Oftentimes, the biggest concern I hear from prospects who work in marketing and sales is around filling their pipeline with qualified leads. Generating a new list of qualified leads for marketing to handoff successfully to sales is one of the most heroic and successful feelings that a ‘smarketing’ team can have. Refilling that bucket every week, month, quarter and year beating past records can feel daunting.
Any way you slice and dice it, lead generation is hard work. Encouraging prospects to raise their hand for sales contact is a challenge, and regularly refilling that pipeline can be even more difficult. While it’s important and must be done, there are other opportunities for marketing to support sales in reaching their pipeline targets—lead nurturing.
Lead nurturing, according to HubSpot, is:
“the purposeful process of engaging a defined target group by providing relevant information at each stage of the buyer’s journey. You want to actively move the prospects you’ve created through your marketing and lead generation efforts, to the point where they become paying customers. Some tactics on how to nurture leads are through targeted content, multi-channel nurturing, multiple touches, timely follow-ups, and personalization.”
As noted above, lead nurturing can take place through a multitude of tactics. In this blog post, I’d like to focus on one key way to nurture past leads that have not yet closed in your sales pipeline: backburner email nurture campaigns.
Before we dive in on what exactly a backburner email nurture campaign is, we first have to start by talking about lead generation efforts.
If you’re a marketer and you’re delivering qualified leads regularly to your already busy sales team, there’s a great chance they’re going through their list and their sales process to move those leads from qualified to CRM ready ‘opportunities’ as perfectly as possible.
A strong salesperson knows they’re going to focus their time on the highest and best leads in hopes of closing them as quickly as possible. Understanding that there’s only so much time in a day, that means not every qualified lead stays on ‘the hot list.’
As a marketer, you may be wondering what happens to those qualified leads when they don’t convert, or what happens to those lovely, ripe, marketing qualified leads and sales qualified leads that get sick, go on vacation or have other needs that take precedence to answering the call or email from your salesperson. The answer is typically: NOTHING.
These once ripe and viable leads end up, oftentimes, in the garbage or at the bottom of a list that they’ll ‘get to when they have some time.’ But, if a salesperson is busy and doing a great job, they shouldn’t ever ‘just have some time’ for old lead follow-up—or as I like to call them, backburner leads.

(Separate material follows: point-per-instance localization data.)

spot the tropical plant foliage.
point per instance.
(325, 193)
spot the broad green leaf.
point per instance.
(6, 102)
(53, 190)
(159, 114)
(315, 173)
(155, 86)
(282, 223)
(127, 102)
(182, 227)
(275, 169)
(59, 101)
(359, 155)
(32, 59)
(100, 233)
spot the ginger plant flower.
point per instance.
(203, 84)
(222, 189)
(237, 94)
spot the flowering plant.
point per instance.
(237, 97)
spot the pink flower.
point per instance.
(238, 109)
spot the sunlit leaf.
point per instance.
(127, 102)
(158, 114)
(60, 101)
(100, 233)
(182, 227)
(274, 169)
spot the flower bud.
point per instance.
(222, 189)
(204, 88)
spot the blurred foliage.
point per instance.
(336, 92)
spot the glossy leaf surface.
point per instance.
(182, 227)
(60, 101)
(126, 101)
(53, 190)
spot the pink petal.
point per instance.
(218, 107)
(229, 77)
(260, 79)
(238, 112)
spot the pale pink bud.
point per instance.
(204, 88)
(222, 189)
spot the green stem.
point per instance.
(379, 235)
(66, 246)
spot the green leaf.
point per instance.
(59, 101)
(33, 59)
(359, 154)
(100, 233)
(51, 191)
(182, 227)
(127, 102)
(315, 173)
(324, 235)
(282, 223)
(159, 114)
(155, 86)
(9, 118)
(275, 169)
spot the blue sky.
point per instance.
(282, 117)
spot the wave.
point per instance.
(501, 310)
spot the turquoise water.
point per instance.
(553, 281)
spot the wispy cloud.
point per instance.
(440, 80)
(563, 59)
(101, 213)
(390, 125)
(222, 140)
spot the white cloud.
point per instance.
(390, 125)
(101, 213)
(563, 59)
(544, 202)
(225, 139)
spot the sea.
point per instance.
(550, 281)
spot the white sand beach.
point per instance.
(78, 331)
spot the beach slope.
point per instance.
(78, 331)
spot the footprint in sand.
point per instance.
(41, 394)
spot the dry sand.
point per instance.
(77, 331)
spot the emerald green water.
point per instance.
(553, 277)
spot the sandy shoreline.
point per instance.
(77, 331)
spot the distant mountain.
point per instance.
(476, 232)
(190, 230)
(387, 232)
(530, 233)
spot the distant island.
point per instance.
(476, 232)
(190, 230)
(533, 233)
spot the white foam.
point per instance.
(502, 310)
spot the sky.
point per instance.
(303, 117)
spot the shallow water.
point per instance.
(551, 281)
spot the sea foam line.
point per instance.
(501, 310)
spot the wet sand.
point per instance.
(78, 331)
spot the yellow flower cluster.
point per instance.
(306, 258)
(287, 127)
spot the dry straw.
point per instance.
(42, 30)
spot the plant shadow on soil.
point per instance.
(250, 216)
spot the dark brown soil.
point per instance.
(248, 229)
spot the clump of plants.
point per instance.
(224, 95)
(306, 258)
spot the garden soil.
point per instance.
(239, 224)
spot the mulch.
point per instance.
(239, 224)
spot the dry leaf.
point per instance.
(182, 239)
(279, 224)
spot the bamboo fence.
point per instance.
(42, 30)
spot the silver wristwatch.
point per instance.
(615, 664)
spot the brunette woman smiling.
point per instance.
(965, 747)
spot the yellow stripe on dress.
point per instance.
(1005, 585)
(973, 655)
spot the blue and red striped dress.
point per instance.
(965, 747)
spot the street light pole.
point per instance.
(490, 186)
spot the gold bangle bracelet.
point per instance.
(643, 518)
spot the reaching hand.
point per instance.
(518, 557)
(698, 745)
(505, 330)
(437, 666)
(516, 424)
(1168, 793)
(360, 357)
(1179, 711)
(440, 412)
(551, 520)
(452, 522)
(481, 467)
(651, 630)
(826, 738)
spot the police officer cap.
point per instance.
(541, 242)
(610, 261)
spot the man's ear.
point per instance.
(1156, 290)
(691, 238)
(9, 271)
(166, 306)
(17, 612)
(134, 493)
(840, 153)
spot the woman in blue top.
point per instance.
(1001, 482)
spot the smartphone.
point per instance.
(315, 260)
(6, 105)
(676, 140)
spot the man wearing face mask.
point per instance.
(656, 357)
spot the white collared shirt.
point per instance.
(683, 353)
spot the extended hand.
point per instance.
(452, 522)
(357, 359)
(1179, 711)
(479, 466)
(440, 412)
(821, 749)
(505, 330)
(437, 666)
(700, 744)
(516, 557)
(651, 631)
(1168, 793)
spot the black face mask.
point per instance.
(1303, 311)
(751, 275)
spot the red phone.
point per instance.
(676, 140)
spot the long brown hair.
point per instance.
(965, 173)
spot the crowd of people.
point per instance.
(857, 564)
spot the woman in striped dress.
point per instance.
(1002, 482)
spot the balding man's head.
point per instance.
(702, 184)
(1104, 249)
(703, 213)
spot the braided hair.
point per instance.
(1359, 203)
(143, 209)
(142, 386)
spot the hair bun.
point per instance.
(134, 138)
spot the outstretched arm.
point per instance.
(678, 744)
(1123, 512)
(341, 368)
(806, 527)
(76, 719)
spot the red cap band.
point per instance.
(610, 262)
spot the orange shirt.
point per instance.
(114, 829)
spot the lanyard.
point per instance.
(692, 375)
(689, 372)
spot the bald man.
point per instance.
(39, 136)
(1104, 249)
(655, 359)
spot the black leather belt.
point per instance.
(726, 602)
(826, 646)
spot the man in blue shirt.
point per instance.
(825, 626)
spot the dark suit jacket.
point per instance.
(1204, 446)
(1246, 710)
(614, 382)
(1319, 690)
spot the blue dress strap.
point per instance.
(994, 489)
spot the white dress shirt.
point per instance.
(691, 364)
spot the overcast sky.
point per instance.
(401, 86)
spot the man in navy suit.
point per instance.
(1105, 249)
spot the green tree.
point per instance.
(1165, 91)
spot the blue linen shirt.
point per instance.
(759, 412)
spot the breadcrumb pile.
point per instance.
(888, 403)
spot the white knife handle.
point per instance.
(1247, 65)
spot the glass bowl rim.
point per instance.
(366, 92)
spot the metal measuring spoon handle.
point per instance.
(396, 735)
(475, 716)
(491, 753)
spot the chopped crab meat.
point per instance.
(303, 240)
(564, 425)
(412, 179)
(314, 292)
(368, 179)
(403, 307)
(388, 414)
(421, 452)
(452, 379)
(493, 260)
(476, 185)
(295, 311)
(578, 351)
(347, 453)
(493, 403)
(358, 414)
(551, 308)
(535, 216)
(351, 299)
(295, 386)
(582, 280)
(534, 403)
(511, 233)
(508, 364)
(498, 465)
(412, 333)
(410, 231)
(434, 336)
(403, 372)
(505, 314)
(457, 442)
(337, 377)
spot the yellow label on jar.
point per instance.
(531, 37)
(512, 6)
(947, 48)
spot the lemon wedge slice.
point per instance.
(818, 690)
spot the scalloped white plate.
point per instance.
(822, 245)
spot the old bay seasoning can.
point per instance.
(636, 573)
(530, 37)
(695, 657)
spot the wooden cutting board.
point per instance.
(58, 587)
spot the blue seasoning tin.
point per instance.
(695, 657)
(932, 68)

The leads that aren’t on the front burner of your stove serving you up something yummy ASAP—these just as delicious leads are on the backburner—they’re on simmer.
This is where marketing can step back in and help out. By creating more sales-focused content that can be used to nurture these leads, you can relieve the salesperson through an automated drip campaign to help them warm up these backburner leads. So when they’re ready, they can hop back to the front of the line and get on the front burner by replying to an email or returning the call of your salesperson.
Oftentimes, these are leads that did not say NO; they simply just didn’t make a decision because of one thing or another. Through relevant case studies, testimonials and marketing support, an email nurture campaign can work to be in front of these backburner prospects when they’re ready. This email nurture campaign should come directly from the salesperson who they have already been in touch with. This allows for a consistent experience, but also for sales and marketing to work together in much stronger harmony to close a sale.
So, what does a backburner qualified lead email campaign look like?
- It’s short and direct. Emails should come directly from the salesperson they’ve been dealing with. They should be unbranded and look as personal as possible.
- Each email should have one goal: to encourage the lead to reach out for next steps.
- Each email should work to persuade the prospect why they need or can benefit from what they’re selling. This means proof points of how you do what you do better than your competition.
- It includes a ‘breakup email.’ Each drip campaign must end. If you don’t get a response and they’ve received several emails from you, you should let them know you’re going to stop reaching out and simply encourage them to follow up when ready.